Não quero aqui ferir suscetibilidades com suposições, impressões, leituras diversas do que para ele possam ser caras.

Geraldo Vandré, 87 anos, um homem em preto e branco…

por Armando Coelho Neto

Não sei a quantas andam a cabeça de meu ex-vizinho Geraldo Vandré, depois das mil e tantas voltas da terra – que em breve voltará a ser redonda. Sei apenas, que na volta de hoje, o meu querido poeta (como gosto de tratá-lo) está completando 87 anos. O mundo girou nas patas de nossos cavalos. E, alguns desses muitos anos tive momentos mágicos solitários, pois ele é ele e eu sou apenas eu – um fã.

Depois da prostituição da palavra “mito”, tornou-se incômodo chamar de mito os verdadeiros mitos, sobretudo os que entraram de forma mágica em nossas vidas, como Geraldo, naquele junho frio e bolorento, quando fui à casa dele, no centro de São Paulo. Lá, sequer precisamos falar de flores ou das “das dores e tristezas que bem sei, um dia ainda vão findar”. Como numa “canção de um breve amor”.

Numa tarde fria, minha falecida esposa, eufórica, mal esperou eu chegar em casa à noitinha. “Venha para casa agora que tenho uma novidade”. Mais tarde contou que havia conhecido o grande poeta e que ele havia nos convidado para ir a casa dele. Incrédulo, fui, e lá estava Vandré em preto e branco, literalmente – na roupa, nas coisas que exibiu, nos mistérios. Gosta, gostava de ser reticente, intrigante…

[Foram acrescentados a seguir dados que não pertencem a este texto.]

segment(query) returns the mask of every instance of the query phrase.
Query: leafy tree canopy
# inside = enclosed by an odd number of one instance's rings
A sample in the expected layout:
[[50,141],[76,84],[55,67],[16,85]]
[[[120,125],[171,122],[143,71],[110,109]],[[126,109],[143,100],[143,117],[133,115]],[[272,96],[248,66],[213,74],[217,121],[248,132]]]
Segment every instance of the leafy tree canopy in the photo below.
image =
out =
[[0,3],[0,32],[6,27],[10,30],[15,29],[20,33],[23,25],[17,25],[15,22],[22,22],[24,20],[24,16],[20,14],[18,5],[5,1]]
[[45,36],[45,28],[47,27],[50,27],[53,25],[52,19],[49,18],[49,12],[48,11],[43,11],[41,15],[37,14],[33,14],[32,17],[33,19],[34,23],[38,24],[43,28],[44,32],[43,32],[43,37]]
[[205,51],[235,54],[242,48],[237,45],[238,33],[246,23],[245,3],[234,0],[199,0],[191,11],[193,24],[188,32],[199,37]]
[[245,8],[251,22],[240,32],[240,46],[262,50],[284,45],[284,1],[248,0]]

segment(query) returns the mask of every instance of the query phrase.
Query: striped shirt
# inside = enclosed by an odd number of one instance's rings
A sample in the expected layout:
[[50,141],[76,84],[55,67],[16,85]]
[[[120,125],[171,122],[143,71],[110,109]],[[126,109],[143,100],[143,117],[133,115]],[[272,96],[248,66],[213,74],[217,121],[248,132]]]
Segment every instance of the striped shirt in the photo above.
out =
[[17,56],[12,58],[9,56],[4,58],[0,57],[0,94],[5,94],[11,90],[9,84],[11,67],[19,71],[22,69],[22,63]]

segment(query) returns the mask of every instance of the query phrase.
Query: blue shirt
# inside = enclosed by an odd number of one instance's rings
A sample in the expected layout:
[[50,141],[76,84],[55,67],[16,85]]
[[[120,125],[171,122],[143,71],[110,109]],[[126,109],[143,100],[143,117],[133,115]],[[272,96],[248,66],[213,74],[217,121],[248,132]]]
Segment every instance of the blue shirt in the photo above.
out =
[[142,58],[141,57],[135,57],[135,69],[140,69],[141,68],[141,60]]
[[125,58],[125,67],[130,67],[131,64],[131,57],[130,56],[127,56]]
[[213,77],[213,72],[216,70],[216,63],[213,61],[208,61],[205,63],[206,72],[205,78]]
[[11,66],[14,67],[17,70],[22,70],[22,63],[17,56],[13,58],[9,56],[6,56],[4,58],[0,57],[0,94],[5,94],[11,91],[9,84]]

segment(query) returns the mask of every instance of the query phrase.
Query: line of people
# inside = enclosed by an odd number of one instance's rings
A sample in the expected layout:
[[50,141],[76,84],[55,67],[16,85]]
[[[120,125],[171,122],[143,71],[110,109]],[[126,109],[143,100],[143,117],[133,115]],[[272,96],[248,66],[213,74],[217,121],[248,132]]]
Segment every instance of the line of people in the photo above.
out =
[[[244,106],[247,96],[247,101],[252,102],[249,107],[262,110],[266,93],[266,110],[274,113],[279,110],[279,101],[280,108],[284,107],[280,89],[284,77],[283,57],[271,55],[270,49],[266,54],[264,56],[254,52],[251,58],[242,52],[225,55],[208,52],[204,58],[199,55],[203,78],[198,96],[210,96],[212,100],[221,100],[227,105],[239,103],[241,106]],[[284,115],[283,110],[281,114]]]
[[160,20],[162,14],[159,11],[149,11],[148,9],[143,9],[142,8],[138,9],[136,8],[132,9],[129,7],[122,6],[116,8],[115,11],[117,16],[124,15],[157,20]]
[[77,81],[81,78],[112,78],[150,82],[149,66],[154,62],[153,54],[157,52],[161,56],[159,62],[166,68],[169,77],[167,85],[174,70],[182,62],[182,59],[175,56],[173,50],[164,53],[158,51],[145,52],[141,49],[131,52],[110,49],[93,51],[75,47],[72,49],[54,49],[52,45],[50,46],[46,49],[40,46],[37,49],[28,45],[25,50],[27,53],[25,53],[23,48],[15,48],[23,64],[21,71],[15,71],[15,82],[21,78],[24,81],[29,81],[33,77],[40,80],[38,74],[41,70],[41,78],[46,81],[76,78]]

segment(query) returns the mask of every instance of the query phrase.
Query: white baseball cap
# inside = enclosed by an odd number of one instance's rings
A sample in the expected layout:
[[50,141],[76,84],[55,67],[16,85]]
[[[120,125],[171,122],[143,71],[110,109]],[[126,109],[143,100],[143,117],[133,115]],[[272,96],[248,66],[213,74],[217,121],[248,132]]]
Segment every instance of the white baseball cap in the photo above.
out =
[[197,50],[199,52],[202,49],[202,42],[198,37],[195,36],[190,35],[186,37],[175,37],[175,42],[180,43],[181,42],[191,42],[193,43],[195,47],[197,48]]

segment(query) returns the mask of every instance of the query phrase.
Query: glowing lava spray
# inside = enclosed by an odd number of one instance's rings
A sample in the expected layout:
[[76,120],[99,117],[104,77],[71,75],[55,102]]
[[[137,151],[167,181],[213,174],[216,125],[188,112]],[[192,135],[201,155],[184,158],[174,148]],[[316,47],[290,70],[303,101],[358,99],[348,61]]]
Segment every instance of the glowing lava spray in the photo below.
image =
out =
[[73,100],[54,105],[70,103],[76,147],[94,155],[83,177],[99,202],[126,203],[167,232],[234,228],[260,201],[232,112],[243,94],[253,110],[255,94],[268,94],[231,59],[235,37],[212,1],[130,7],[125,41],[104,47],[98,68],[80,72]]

A montanha de livros nas estantes e sobre a mesa acabava por dar um tom sépia ao ambiente pouco iluminado, para o qual a luz amarelada mais as paredes empalecidas davam uma forcinha. Havia cheques amarelados de famosos que se recusava descontar. Mas Geraldo estava trajando preto e branco, mais preto do que branco, e suas conversas no passado acentuavam ainda mais essa impressão.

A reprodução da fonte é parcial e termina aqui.